Outsidethecamp is just saying nothing is recorded in the NT of Peter going to Rome. The book of Acts is the NT record of the Early Church.
And that record isn't the entire story of the early Church. That record is the part of the story that the Church has received as holy and canonical Scripture.
History didn't stop when St. Paul was imprisoned in Rome.
Since Scripture doesn't record what happened to Peter, or Paul, or Thomas then it's not a bad idea to see, at the very least, what Christians seemed to have understood to have happened to them. And, as it turns out, in some cases the record of what happened to the Apostles exists in the writings of those Christians who lived in the generations after the Acts was written; in some cases there are conflicting legends, but in other cases the testimony of the ancient Christian Church sheds some pretty clear light on the subject.
Clement wrote near the end of the 1st century, and speaks of both Paul and Peter as martyrs who gave their lives to the cause of Christ, Clement is speaking as a Christian leader in Rome and speaks of their deaths as being part of the living memory of the Church in Rome. Other Christians in the years to come spoke, likewise, of both Paul and Peter as having suffered martyrdom in Rome, during the reign of Nero. Paul having been beheaded, and Peter receiving death by crucifixion--a fate which some of the other Apostles, such as Peter's brother Andrew, likewise suffered. Seeing as we know, historically, that Nero chose to blame Christians for the great fire that broke out in Rome and took to task to murdering Christians en masse.

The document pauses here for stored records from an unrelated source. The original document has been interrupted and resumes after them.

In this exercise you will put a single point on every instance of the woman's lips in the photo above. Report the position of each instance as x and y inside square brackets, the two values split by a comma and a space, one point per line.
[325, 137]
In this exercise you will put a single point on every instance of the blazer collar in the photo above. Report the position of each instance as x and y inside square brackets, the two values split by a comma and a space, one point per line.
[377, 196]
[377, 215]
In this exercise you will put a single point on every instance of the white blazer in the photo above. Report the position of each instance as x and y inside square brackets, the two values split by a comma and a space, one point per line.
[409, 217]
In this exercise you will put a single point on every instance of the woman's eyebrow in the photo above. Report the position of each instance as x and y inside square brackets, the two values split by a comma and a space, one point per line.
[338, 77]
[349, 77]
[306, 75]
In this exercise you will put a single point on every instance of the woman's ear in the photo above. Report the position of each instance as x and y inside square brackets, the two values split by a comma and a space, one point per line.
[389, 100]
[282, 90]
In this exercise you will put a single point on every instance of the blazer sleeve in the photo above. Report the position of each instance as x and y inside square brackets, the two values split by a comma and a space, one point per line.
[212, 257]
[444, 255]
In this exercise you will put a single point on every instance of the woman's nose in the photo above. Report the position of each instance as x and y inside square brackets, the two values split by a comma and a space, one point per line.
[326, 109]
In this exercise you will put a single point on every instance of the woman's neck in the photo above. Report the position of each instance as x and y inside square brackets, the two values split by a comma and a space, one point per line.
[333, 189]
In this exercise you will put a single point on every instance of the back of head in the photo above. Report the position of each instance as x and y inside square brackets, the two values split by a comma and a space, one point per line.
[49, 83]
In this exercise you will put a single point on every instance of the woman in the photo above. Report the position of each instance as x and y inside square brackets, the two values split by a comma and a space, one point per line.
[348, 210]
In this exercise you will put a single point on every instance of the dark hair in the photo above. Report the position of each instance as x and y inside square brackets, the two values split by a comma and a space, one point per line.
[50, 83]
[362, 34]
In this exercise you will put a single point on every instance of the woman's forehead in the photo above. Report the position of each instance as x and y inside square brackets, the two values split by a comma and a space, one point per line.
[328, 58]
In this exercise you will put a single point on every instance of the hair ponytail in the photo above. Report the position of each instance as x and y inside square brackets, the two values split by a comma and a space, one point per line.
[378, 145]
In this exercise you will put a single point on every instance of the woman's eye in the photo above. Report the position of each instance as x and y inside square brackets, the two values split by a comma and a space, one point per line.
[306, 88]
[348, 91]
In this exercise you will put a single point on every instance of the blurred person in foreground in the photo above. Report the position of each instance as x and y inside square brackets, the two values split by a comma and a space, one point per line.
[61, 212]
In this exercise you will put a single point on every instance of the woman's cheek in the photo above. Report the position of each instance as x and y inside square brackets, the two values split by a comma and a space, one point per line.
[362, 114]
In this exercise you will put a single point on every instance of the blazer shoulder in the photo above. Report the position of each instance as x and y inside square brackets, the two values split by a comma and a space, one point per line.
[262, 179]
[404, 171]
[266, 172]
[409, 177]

For example lighting up his imperial gardens by covering Christians in pitch, hanging them on stakes and setting them on fire.
The idea that Paul and Peter were among the victims of this major persecution of the Church is hardly a fanciful idea.
That Peter was in Rome is attested to by many in the ancient Church; which does not credence to the Roman Catholic teaching on the papacy. And that's kind of a big point to make here because, quite frankly, I'm convinced the big reason for the argument here that Peter wasn't in Rome isn't really about evaluating history, it's about coming up with reasons to reject the Roman Catholic teaching on the papacy.
That Peter was in Rome, martyred in Rome, and was bishop of Rome is a well-attested fact of Christian history and tradition--one that is shared by millions of non-Roman Catholic Christians who have always recognized this fact but have never accepted the peculiar Roman Catholic belief in the papacy. Peter's episcopacy in Rome does not establish the papacy, it merely establishes Peter's episcopacy in Rome. It is entirely possible to recognize that the pope sits in St. Peter's chair while also recognizing that the institution of the papacy is a radical departure and innovation of the Western medieval Church that does not represent the reality of the ancient Church or the views held by millions of Christians in the East for the last two millennia.
Exegesis, theology, and historical inquiry must be objective, not based upon an ideological prejudice.